El derribo del contrincante es lo que todo boxeador busca y lo que el aficionado quiere ver cada vez que acude a una arena a ver una función boxística o cuando enciende su televisión para seguir algún combate.

No cabe duda que el K.O. es el mejor juez para determinar como ganador a cualquier boxeador y el botón para detonar la euforia de las masas. Sin embargo, un nocaut también puede ser la causa de un momento muy dramático encima del cuadrilátero, propiciando una lesión seria o, peor aún, la muerte de uno de los boxeadores. Esto lo sabemos todos, pero muchas veces lo dejamos en segundo plano, no queremos tenerlo en cuenta o simplemente se nos olvida para no echar a perder el espectáculo.

El nocáut que el pasado sábado propinó el mexicoestadounidense José “Chon” Zepeda al bielorruso Iván Baranchyk en la “burbuja” del MGM Grand de Las Vegas, Nevada, fue espectacular en toda la extensión de la palabra. Después de que ambos libraron una guerra sin cuartel que duró cinco rounds, con golpes que fueron verdaderos cañonazos y con una intensidad que no dejaban lugar para el respiro, los dos púgiles cayeron cuatro veces a la lona, ocho en total, en búsqueda de la victoria.

zepeda baranchyk

Al final de la noche, Zepeda fue quien se alzó con el triunfo con una potente y demoledora combinación de cruzado de derecha y volado de izquierda que impactó en la cabeza de Baranchyk, para noquearlo y que cayera desconectado del mundo sobre la lona de forma alarmante, ya que, no conforme con el golpe que se llevó en la parte trasera de la cabeza, la rodilla derecha del europeo también se dobló de un modo escalofriante.

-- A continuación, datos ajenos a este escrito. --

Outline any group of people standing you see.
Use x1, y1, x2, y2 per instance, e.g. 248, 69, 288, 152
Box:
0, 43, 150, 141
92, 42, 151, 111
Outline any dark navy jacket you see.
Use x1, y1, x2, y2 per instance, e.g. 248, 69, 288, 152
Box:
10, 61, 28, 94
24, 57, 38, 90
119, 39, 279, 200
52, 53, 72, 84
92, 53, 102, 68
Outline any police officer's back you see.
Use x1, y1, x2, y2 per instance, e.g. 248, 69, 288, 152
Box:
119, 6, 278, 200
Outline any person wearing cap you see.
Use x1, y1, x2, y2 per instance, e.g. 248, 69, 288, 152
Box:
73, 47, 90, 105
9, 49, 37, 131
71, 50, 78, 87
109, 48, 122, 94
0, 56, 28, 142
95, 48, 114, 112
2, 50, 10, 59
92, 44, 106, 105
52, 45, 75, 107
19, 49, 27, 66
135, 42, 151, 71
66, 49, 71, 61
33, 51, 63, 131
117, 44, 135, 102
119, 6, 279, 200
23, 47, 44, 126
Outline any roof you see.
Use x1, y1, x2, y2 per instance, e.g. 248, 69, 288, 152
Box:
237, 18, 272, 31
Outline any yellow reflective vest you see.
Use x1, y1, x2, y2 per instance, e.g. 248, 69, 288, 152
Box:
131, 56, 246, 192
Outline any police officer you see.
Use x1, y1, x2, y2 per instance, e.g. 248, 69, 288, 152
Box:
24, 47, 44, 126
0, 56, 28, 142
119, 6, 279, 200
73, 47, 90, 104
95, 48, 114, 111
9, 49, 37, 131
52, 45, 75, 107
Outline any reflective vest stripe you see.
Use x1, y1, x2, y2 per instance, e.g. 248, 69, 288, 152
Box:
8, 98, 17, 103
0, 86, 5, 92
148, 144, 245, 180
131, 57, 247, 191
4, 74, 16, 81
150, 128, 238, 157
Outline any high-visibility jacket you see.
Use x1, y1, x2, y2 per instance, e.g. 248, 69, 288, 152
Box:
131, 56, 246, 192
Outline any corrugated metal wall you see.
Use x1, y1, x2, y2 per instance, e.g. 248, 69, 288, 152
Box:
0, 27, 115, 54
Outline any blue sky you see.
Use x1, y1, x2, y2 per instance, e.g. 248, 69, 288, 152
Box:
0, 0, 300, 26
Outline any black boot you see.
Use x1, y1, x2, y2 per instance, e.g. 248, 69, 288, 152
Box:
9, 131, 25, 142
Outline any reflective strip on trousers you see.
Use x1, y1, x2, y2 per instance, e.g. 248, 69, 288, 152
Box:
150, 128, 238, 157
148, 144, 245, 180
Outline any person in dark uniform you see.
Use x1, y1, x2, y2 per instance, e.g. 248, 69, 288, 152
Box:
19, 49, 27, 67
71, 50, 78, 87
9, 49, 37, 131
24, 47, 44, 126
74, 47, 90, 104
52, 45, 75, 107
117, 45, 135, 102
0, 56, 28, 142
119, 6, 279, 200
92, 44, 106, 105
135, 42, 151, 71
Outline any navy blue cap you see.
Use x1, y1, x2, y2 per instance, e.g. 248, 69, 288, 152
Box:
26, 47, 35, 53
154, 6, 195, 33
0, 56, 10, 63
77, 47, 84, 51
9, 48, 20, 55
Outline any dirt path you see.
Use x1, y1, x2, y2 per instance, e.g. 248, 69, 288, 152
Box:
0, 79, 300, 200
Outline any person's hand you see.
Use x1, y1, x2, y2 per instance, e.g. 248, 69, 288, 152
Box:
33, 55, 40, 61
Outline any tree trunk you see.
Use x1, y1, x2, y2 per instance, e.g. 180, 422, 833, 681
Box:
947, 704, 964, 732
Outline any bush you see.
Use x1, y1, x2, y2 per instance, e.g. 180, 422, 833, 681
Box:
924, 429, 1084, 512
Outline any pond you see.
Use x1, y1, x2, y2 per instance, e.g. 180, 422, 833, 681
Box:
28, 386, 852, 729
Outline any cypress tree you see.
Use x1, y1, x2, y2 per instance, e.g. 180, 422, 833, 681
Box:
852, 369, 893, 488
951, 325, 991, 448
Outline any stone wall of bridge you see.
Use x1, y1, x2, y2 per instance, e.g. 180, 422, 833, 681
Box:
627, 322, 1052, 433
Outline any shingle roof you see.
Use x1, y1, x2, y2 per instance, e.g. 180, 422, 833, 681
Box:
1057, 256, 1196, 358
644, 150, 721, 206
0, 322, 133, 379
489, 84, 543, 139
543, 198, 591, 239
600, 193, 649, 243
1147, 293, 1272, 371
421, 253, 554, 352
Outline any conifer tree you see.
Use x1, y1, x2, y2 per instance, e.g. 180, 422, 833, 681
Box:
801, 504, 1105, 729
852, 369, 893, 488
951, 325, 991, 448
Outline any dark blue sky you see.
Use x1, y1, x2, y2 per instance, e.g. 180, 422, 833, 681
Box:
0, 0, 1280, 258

El momento de júbilo del “Chon” Zepeda, quien sumó su tercera victoria consecutiva para convertirse en retador oficial al título mundial superligero del Consejo Mundial de Boxeo, quedó polarizado por la dramática escena de Baranchyk. Pero la brutalidad del K.O. no demerita el excelente desempeño del originario de Long Beach, California, quien tuvo que reponerse de dos caídas apenas en el primer round para recuperarse en el transcurso de la pelea y conseguir una sólida victoria de manera fulminante.

Sin duda, Zepeda será un digno retador para el también mexicoamericano José Ramírez cuando disputen el título verde y oro de la división superligero, una categoría en la que también figura el campeón británico Josh Taylor, quien se antoja como otra opción interesante para hacer una superpelea.

zepeda ko

Ahora bien, lo que para una esquina fue un momento de gloria, para la otra fue un episodio de completo terror, y no es para menos. Tampoco se trata de “mimar” a Baranchyk por lo acontecido, dado que todo boxeador sabe a lo que se atiene cuando se sube al ensogado y por eso es importante que se prepare a consciencia. Pero lo que más llama la atención del incidente, de acuerdo con su magnitud, fue que el cuerpo médico del evento tuvo un manejo cuestionable de la situación.

En la toma se aprecia cómo Baranchyk tuvo problemas para ponerse en pie tras el impacto, y los (que parecen ser) los paramédicos lo incorporaron para sentarlo en el banquito y luego lo pusieron de pie para que el peleador salga caminando del ring. ¿No hubiera sido mucho mejor sacarlo en camilla de manera preventiva para evitar alguna lesión más seria? ¿Estaban listos en la “burbuja” del MGM para una eventualidad de esta magnitud? Esperemos que en el futuro los cuerpos médicos de estas funciones boxísticas, que en teoría son de primer nivel, tengan un mejor manejo de estos accidentes.

Afortunadamente, Iván Baranchyk fue dado de alta médica tras pasar 18 horas en el hospital y ojalá que no tenga secuela alguna de este duro golpe. El K.O. que recibió es un atento recordatorio de que el boxeo no es un juego, que todo púgil que se sube a un ring merece todo nuestro respeto y reconocimiento, y que la salud siempre tiene que ser la principal prioridad de cualquier espectáculo. Aunque a muchos les incomode.